Bu yazımda da adının geçmesi, onun yakından
tanıdığım bir olumlu özelliğinden ve bloğundaki bir yazısından ötürü. Biliyorsunuz, bugün artık yanlışlığı,
kumpaslığı, teatralliği kanıtlanmış olan Ergenekon, Balyoz, OdaTV vb. davalar
sırasında Baransu’nun, Taraf’ın ve savcıların yılmaz ve tavizsiz
destekçileriydi Ümit Kıvanç ve arkadaşları. Aynı şekilde “yetmez, ama evet”
tavrını da eski arkadaşlarından, yoldaşlarından nefret edebilecekleri kadar
fanatikçe savundular.

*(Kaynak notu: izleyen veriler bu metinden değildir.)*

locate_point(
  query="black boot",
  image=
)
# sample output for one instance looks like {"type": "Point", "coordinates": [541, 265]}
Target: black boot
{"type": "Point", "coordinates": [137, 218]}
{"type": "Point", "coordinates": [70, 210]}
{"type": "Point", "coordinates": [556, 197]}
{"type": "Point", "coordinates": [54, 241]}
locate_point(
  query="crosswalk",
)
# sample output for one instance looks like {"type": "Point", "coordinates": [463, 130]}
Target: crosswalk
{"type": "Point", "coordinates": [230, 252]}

Keser döndü, sap döndü, gün geldi, hesap
döndü. Hayat, onların nefret nesnesi olan ulusalcı, postal yalayıcı,
darbeci eski arkadaşlarını, tarih açısından çok kısa sayılabilecek bir sürede
haklı çıkardı. Bu eski arkadaşlar da yıllardır söyleyegeldikleri, ama
duyuramadıkları şeyleri, "duyulmuyor ama belki okunur" diyerek, "tarihe not
düşelim, unutulmasın bunlar" diyerek satırlara döktüler. Kitaplar, köşe yazıları,
blog yazıları yazarak bu nefretçilerden özeleştiri, hatta özür beklediklerini
vurguladılar. Çıt çıkmadı.
Allah biliyor, hâlâ zaafım olduğundan
mıdır nedir, bu kitaplara ve yazılara bizimkilerden (bizimkiler derken, Birikim
çevresi, çevreden bağımsız olarak da Ümit Kıvanç vb.) belki özeleştiri veya
özür değil, ama şöyle şiddetli bir karşı saldırı beklemedim dersem yalan olur.

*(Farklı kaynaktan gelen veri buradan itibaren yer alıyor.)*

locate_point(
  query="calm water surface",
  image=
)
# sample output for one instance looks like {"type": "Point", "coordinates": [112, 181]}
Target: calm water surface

Eskiden yaparlardı (Bak. Birikim-Aydınlık, Birikim-Birgün polemikleri vb.). Şimdiki bu sessizlik, bu görmezden gelme, muhatap almama tavırları bana
yabancı. Bu halleri sonradan edinmiş “bizimkiler”.
Ama sonunda beklediğim, kısmen de olsa,
gerçekleşti. Benim tanıdığım Ümit Kıvanç, eleştiriyi muhatap almamak gibi züppe
bir tavıra girecek ya da ne bileyim, sahadan kaçacak bir adam değildir. Yukarıda
bahsettiğim olumlu özelliği de budur. Belki kendisini henüz YAE konusunda bir
şeyler söyleyecek durumda hissetmeyebilir, ama “Hrant’ın Arkadaşları” konusunda
patladı. (Bak. “Hrant’ın Arkadaşları Kadar Taş Düşsün Kafanıza” başlıklı yazı,
“riyatabirleri. blogspot.com”). Aslında bu patlamanın bir benzerini, en
başarılı olduğu mizahi hattâ biraz da sarkastik bir üslupla Şubat 2012
tarihinde Marksist.org’da da yapmış, ama ben onu atlamışım (“Hem Cemaat’e Hem
Ergenekon’a Çalışıyoruz” başlıklı yazı). Tabii bugün okunduğunda aynı mizah
tadını almak zor, ben üzülerek okudum.
Kıvanç, “Hrant’ın Arkadaşları” grubunun
dönem dönem artan ve eksilen sayıda kişilerden oluştuğunu, son dönemde ise mail
grubunda isimleri bulunan toplam on dokuz kişiden ibaret olduğunu belirtiyor.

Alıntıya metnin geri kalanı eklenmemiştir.